Development and Clinical Verification of a Small Intestine Motility Measurement System Using an Ileus Tube
Shinji Hosokawa, Akihiro Naganawa, Takeshi Seki, Kiyoshi Oka, Noriaki Manabe, Ken Haruma, Junji Yoshino
Vol. 11 (2022) p. 228-236
Intestinal obstruction is generally treated with an ileus tube. Success of treating functional ileus due to abnormal intestinal motility is judged through auscultation and medical interviews. Therefore, functional tests to visually evaluate the motility of the small intestine are important to elucidate the pathophysiology and observe the recovery process. An internal pressure measurement method that directly measures small intestine motility has been explored as a type of functional test. However, because the catheter is not in contact with the inner intestine wall, it is possible to measure the peristalsis movement, which is a large motility, but not the automatic rhythmic movement, which is a small motility.
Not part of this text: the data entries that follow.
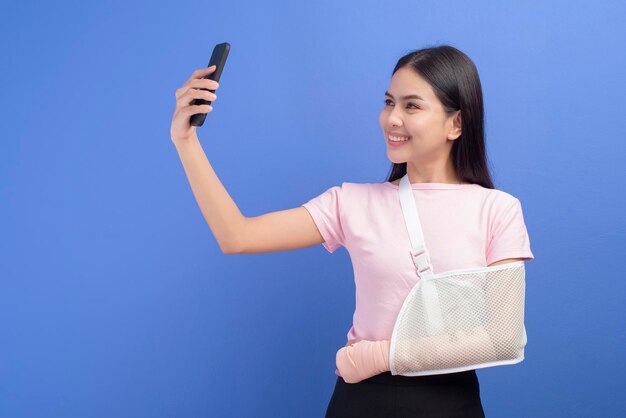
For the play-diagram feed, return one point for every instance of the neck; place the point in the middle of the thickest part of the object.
(441, 171)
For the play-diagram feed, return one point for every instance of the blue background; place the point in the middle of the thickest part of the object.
(115, 299)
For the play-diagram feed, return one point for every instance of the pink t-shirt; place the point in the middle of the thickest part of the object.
(464, 226)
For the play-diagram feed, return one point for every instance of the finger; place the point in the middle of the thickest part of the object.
(205, 83)
(202, 83)
(189, 96)
(193, 109)
(202, 72)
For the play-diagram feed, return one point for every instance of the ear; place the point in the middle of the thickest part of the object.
(455, 131)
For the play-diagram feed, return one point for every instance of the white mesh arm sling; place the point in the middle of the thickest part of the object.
(458, 320)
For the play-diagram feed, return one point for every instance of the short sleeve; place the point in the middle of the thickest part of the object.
(325, 210)
(509, 237)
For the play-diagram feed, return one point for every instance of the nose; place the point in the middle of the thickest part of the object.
(393, 118)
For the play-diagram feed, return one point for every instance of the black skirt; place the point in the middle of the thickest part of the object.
(384, 395)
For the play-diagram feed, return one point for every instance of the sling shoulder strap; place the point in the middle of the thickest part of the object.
(418, 252)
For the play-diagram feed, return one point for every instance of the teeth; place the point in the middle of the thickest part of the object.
(398, 139)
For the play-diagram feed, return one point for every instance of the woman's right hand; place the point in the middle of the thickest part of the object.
(181, 129)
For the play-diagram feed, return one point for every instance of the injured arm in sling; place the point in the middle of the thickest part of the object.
(363, 359)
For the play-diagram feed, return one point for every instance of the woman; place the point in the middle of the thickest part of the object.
(432, 123)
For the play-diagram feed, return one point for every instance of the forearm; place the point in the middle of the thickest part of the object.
(363, 360)
(220, 211)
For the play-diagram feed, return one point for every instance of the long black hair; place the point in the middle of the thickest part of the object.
(454, 79)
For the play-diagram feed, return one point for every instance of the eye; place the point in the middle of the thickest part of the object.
(388, 103)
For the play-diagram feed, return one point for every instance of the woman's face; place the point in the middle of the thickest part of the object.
(420, 118)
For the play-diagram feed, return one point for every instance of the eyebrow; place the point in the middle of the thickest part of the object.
(410, 96)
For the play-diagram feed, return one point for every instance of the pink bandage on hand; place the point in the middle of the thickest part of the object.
(363, 360)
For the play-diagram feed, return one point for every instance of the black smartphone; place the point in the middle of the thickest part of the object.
(218, 58)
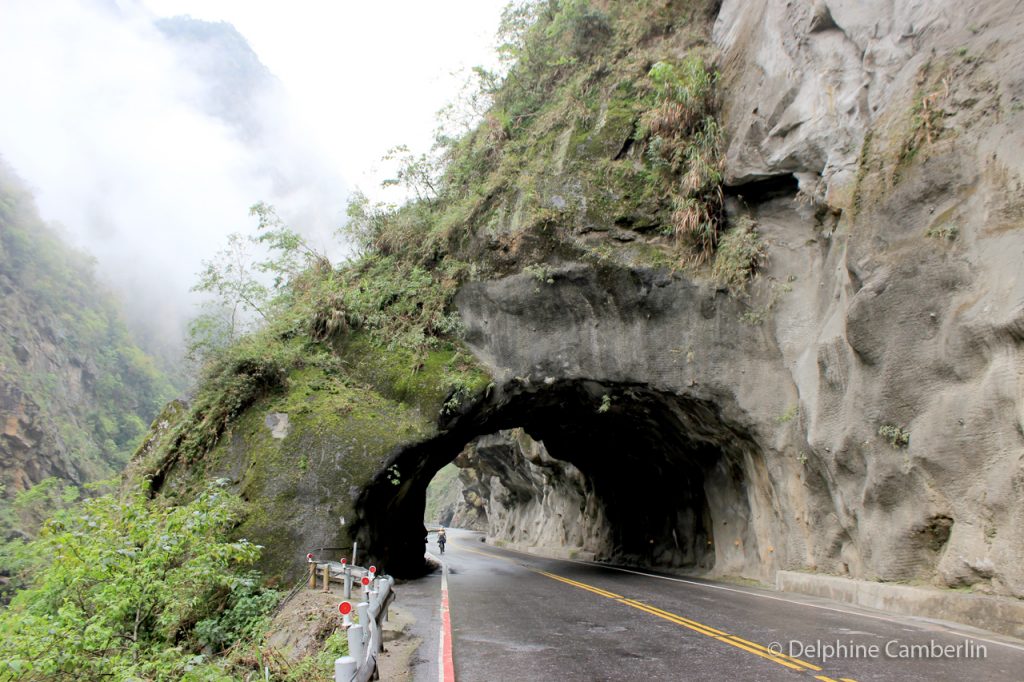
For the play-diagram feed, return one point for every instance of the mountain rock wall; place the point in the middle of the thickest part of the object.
(877, 363)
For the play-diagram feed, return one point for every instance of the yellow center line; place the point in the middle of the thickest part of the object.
(708, 631)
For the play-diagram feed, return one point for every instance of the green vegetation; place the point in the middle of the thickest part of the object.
(740, 253)
(790, 414)
(895, 435)
(130, 589)
(54, 299)
(597, 121)
(946, 231)
(580, 133)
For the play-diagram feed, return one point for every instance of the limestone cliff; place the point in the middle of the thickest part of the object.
(855, 408)
(76, 392)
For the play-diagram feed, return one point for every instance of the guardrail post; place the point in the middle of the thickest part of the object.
(356, 646)
(344, 669)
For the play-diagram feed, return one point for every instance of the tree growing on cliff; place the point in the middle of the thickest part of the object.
(133, 589)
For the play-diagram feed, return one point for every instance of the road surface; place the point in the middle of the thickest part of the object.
(517, 616)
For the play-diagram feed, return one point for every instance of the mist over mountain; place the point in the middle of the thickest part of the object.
(147, 139)
(76, 390)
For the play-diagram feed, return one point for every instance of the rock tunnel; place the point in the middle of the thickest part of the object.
(676, 485)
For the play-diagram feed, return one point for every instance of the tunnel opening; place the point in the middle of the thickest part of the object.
(617, 472)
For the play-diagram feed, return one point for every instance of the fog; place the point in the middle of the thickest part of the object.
(148, 150)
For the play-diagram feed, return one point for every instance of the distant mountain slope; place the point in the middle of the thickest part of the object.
(76, 391)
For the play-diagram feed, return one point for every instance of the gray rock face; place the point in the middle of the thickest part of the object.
(514, 491)
(892, 308)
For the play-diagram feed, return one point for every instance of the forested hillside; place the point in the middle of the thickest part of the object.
(76, 392)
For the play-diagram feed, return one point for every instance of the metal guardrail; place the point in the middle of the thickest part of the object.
(366, 640)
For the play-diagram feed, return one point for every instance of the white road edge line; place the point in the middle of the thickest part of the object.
(768, 596)
(440, 639)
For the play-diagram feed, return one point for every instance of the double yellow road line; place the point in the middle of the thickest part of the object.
(792, 663)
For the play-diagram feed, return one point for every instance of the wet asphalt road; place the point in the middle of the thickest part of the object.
(517, 616)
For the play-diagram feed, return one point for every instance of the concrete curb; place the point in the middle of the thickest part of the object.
(1000, 614)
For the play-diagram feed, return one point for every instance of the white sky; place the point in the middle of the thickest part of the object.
(99, 118)
(363, 75)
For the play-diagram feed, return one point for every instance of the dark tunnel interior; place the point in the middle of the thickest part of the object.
(665, 470)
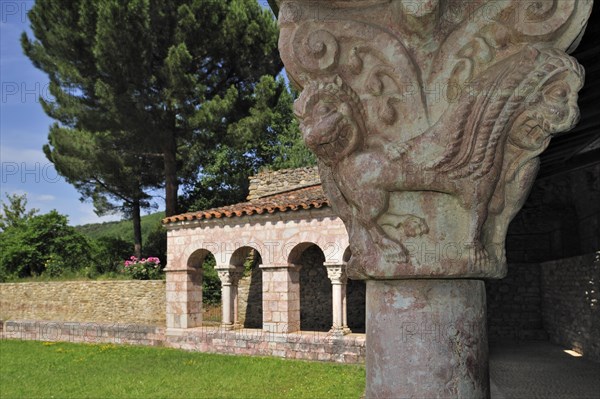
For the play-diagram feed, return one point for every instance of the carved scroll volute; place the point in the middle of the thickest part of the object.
(428, 121)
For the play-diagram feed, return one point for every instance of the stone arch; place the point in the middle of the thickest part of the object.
(315, 288)
(197, 258)
(332, 246)
(248, 301)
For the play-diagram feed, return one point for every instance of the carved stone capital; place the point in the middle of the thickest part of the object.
(428, 117)
(227, 276)
(337, 273)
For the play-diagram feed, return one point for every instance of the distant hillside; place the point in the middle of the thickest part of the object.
(122, 229)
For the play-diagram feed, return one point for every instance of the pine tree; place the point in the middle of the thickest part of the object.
(169, 76)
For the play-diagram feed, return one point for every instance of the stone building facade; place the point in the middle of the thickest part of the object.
(299, 283)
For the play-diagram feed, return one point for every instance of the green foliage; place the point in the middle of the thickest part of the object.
(77, 370)
(122, 229)
(44, 244)
(269, 137)
(145, 91)
(143, 269)
(15, 213)
(110, 253)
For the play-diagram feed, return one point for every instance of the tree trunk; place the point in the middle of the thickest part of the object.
(137, 229)
(171, 182)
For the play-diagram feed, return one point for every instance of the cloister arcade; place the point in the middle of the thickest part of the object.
(298, 281)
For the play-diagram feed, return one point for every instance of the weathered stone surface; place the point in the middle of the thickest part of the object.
(275, 182)
(427, 119)
(426, 339)
(141, 302)
(571, 303)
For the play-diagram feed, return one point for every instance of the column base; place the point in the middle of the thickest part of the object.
(340, 331)
(426, 339)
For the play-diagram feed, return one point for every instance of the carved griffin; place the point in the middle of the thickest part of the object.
(379, 130)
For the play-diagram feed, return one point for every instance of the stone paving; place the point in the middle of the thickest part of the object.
(541, 370)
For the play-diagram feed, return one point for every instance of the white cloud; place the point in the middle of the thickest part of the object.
(45, 198)
(20, 155)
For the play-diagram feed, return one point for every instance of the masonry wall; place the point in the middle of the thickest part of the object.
(514, 305)
(132, 301)
(308, 346)
(570, 303)
(560, 219)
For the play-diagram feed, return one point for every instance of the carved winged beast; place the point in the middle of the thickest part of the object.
(520, 102)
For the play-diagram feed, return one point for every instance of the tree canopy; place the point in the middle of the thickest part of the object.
(162, 94)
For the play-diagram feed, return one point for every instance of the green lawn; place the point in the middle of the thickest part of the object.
(30, 369)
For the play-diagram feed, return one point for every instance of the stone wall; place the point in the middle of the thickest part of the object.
(269, 182)
(514, 305)
(90, 333)
(560, 219)
(315, 292)
(307, 346)
(131, 301)
(570, 303)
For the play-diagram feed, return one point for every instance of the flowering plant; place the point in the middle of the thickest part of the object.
(143, 269)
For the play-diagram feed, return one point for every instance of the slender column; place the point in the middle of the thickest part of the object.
(237, 275)
(184, 298)
(281, 297)
(345, 307)
(225, 275)
(337, 275)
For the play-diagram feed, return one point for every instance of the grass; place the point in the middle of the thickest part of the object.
(31, 369)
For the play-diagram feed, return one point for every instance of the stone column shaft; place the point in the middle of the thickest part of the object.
(226, 275)
(426, 339)
(427, 119)
(337, 275)
(281, 298)
(184, 298)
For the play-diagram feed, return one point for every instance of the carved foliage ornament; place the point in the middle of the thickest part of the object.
(427, 118)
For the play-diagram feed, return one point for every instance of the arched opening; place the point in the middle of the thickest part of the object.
(195, 307)
(355, 301)
(315, 290)
(249, 287)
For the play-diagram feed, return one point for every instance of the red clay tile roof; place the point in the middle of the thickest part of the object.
(303, 198)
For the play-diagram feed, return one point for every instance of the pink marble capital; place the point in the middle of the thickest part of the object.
(428, 117)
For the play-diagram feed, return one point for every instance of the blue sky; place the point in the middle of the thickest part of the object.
(24, 127)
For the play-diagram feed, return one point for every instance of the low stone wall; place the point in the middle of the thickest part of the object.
(131, 301)
(570, 303)
(304, 345)
(91, 333)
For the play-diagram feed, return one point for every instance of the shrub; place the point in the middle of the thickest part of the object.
(143, 269)
(42, 244)
(110, 252)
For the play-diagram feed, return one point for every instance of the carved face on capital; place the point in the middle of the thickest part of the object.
(553, 110)
(328, 120)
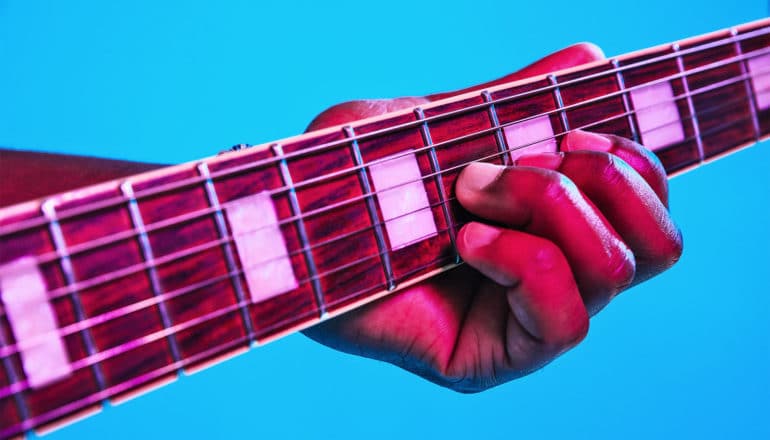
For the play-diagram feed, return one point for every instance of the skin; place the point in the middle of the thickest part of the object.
(562, 235)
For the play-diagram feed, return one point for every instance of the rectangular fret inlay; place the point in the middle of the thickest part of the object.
(43, 355)
(759, 68)
(261, 247)
(657, 115)
(402, 198)
(530, 136)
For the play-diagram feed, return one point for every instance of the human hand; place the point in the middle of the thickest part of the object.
(571, 231)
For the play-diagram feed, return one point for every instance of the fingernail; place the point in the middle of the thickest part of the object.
(478, 175)
(478, 235)
(540, 160)
(583, 140)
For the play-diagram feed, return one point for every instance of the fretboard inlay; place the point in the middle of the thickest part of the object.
(34, 325)
(657, 115)
(403, 200)
(261, 247)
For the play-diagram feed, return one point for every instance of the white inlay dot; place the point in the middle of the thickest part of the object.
(402, 199)
(759, 68)
(261, 246)
(530, 137)
(657, 115)
(32, 319)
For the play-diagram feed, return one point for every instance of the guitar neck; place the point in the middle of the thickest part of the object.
(135, 281)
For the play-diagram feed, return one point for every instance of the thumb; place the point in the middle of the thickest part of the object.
(571, 56)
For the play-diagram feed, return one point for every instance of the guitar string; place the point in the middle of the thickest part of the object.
(146, 377)
(26, 224)
(9, 350)
(110, 276)
(134, 232)
(100, 319)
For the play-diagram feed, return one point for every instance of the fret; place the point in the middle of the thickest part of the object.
(690, 105)
(12, 377)
(353, 253)
(531, 122)
(626, 105)
(744, 69)
(718, 89)
(436, 169)
(664, 123)
(499, 138)
(372, 208)
(596, 104)
(147, 255)
(410, 203)
(274, 315)
(300, 225)
(49, 211)
(213, 199)
(559, 102)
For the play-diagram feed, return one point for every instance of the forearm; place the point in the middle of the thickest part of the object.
(26, 175)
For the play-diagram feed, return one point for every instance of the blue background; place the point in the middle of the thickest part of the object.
(685, 355)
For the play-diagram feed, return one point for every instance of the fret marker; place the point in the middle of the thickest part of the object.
(530, 137)
(402, 199)
(43, 355)
(759, 67)
(261, 247)
(657, 115)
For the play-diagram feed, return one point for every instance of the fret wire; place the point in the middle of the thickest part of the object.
(64, 291)
(219, 218)
(747, 86)
(57, 235)
(626, 102)
(179, 327)
(363, 178)
(182, 326)
(559, 102)
(499, 138)
(301, 231)
(13, 377)
(149, 376)
(690, 105)
(26, 224)
(436, 170)
(147, 255)
(161, 224)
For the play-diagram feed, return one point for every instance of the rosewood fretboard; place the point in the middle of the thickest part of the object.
(152, 276)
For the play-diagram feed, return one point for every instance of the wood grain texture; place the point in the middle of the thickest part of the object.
(196, 284)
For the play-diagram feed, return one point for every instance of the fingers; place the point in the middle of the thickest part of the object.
(630, 187)
(541, 291)
(642, 160)
(346, 112)
(547, 204)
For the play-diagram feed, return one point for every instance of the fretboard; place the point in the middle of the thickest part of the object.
(130, 283)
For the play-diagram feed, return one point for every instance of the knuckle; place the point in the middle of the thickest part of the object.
(609, 169)
(621, 268)
(674, 250)
(557, 186)
(546, 258)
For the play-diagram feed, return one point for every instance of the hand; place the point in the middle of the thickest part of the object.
(574, 230)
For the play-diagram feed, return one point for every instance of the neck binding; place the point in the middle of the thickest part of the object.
(152, 276)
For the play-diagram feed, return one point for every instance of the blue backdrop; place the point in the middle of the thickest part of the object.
(685, 355)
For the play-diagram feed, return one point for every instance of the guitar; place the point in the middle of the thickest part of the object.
(113, 289)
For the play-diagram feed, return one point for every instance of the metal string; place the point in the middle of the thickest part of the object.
(26, 224)
(110, 276)
(34, 421)
(114, 351)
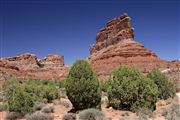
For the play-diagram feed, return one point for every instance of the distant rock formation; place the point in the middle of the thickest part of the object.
(28, 66)
(115, 46)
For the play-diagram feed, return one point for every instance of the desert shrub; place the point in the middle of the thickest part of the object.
(166, 88)
(3, 107)
(48, 109)
(128, 118)
(172, 112)
(50, 92)
(61, 83)
(145, 114)
(20, 102)
(83, 86)
(69, 116)
(62, 92)
(41, 90)
(13, 115)
(91, 114)
(39, 105)
(34, 88)
(39, 116)
(64, 103)
(104, 85)
(130, 90)
(9, 86)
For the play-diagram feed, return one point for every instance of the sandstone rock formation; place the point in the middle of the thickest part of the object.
(28, 66)
(115, 46)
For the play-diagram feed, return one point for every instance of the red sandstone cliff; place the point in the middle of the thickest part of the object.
(27, 66)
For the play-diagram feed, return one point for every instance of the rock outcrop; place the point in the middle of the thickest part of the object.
(28, 66)
(115, 46)
(52, 61)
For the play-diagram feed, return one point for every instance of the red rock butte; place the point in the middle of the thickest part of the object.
(28, 66)
(115, 46)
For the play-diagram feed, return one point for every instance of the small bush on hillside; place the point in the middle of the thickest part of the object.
(3, 107)
(39, 105)
(13, 115)
(172, 112)
(65, 103)
(91, 114)
(128, 118)
(166, 88)
(50, 92)
(61, 83)
(62, 92)
(20, 102)
(104, 85)
(9, 86)
(39, 116)
(145, 114)
(83, 86)
(41, 90)
(48, 109)
(69, 116)
(130, 90)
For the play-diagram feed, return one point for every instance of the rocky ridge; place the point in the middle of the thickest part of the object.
(28, 66)
(115, 46)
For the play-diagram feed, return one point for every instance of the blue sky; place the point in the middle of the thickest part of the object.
(69, 27)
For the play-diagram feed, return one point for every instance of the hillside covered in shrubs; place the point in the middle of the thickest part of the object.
(126, 89)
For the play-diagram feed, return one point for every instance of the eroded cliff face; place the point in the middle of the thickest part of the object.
(28, 66)
(115, 46)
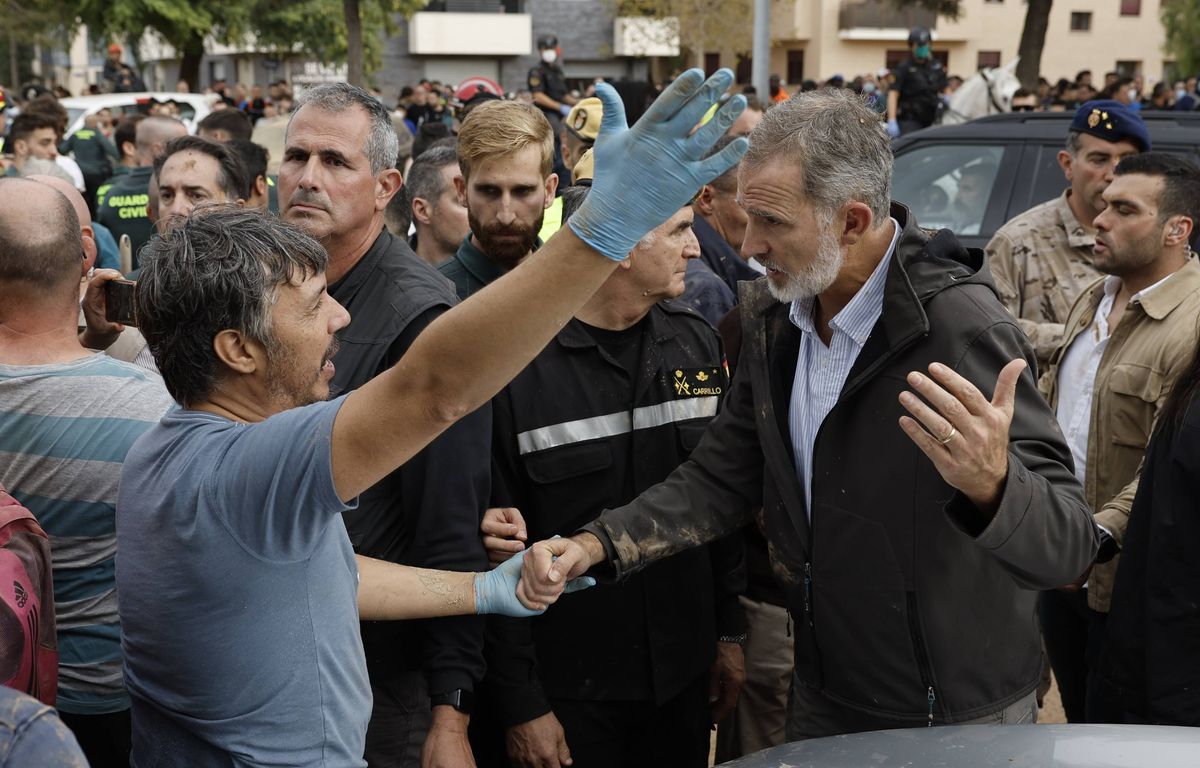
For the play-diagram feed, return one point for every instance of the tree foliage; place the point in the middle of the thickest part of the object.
(1033, 35)
(1181, 19)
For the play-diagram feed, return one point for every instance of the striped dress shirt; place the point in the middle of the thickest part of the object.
(64, 433)
(821, 371)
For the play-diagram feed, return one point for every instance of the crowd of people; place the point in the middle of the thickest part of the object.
(463, 355)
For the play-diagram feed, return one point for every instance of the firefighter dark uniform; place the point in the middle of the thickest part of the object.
(550, 79)
(921, 84)
(594, 420)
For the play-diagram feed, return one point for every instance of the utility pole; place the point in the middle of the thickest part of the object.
(760, 70)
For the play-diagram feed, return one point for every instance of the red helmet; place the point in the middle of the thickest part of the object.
(477, 88)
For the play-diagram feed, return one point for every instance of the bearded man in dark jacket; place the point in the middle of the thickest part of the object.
(885, 431)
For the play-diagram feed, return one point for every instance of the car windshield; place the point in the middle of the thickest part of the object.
(948, 185)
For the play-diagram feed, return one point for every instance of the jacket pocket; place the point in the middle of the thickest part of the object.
(570, 461)
(569, 487)
(1135, 390)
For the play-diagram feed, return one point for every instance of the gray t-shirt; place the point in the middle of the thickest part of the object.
(238, 594)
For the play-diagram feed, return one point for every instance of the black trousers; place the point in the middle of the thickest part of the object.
(1073, 635)
(619, 733)
(106, 739)
(400, 721)
(611, 735)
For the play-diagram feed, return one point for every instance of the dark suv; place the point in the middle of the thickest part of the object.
(973, 178)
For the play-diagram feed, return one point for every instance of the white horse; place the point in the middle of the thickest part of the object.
(988, 93)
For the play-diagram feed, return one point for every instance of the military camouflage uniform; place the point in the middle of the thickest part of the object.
(1042, 261)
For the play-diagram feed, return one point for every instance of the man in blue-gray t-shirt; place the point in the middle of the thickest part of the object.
(235, 575)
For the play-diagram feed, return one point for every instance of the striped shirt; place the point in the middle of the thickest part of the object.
(821, 371)
(64, 433)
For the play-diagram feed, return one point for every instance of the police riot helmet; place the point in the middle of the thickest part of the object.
(919, 36)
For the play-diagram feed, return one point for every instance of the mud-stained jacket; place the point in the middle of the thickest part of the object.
(909, 603)
(580, 430)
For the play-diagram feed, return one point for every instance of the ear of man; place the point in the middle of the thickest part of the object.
(238, 353)
(703, 202)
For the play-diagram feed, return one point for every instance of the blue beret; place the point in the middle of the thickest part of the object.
(1111, 121)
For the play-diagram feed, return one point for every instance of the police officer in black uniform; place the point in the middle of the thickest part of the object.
(547, 83)
(634, 673)
(917, 90)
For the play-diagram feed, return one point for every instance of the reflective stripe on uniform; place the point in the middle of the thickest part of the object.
(610, 425)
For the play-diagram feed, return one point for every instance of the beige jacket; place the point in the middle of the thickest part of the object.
(1146, 353)
(1042, 262)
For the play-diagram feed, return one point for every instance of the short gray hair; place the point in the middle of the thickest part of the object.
(383, 144)
(1074, 143)
(40, 167)
(729, 180)
(839, 143)
(217, 269)
(425, 174)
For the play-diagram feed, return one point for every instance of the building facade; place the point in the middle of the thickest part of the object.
(817, 39)
(453, 40)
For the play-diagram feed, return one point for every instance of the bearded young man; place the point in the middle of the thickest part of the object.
(240, 594)
(909, 531)
(507, 156)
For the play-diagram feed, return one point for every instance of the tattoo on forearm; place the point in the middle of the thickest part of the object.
(441, 586)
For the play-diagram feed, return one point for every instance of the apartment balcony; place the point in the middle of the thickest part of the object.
(880, 21)
(471, 28)
(643, 36)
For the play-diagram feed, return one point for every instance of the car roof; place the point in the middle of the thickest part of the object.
(1168, 127)
(993, 747)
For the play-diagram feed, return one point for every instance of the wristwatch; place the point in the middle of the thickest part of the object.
(461, 700)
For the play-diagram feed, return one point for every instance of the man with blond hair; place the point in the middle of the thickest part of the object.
(507, 156)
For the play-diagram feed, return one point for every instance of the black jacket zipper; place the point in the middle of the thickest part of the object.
(923, 664)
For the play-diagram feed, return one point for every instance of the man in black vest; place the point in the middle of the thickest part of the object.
(919, 82)
(336, 179)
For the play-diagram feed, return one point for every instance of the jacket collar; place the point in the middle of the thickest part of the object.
(349, 285)
(1174, 291)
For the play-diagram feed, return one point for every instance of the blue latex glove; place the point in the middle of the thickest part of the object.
(645, 174)
(496, 592)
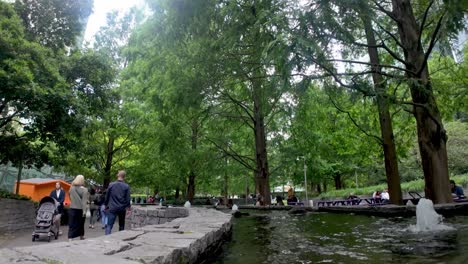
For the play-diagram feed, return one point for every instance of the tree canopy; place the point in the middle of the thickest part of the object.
(214, 97)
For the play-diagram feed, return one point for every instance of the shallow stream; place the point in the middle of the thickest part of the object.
(277, 237)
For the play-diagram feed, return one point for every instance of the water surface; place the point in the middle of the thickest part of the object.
(277, 237)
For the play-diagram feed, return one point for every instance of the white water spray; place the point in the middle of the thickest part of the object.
(427, 219)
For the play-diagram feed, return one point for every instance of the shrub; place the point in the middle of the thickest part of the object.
(9, 195)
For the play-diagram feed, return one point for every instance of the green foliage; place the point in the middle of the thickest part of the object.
(54, 23)
(416, 185)
(9, 195)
Therefore, we have developed a small intestine motility measurement system using an ileus tube. Small intestine motility is measured using the pressure applied to a balloon attached to an ileus tube. Peristaltic and automatic movement can be measured as the balloon contacts the inner intestinal wall, allowing more detailed evaluation of small intestinal motility. This study aimed at determining whether this measurement system can be applied clinically to accurately measure the small intestine motility. Hence, we first applied pressure to the balloon of the ileus tube using a pressurizing device to evaluate the basic performance ex vivo. We then conducted preliminary tests on a healthy volunteer. Analysis of the pressure test results showed that although the time delay of the balloon pressure measurement with respect to pressurization status was 4–6%, the cycles of the balloon pressure and displacement were consistent. Thus, it was concluded that the time delay had no effect on the proposed small intestine motility measurement system. In the preliminary test in a healthy volunteer, the pressure waveforms obtained during testing revealed a mixture of large and small pressure values of ~2 kPa at ~1–2 cycles/min and ~0.5 kPa at ~6–11 cycles/min, respectively. We confirmed that the larger pressure was similar to a peristalsis motility pattern, whereas the smaller pressure was similar to an automatic motility pattern. These results demonstrate that our measurement system is able to measure the small intestine motility and thus can be applied to comprehensive and visual measurement of small intestine motility.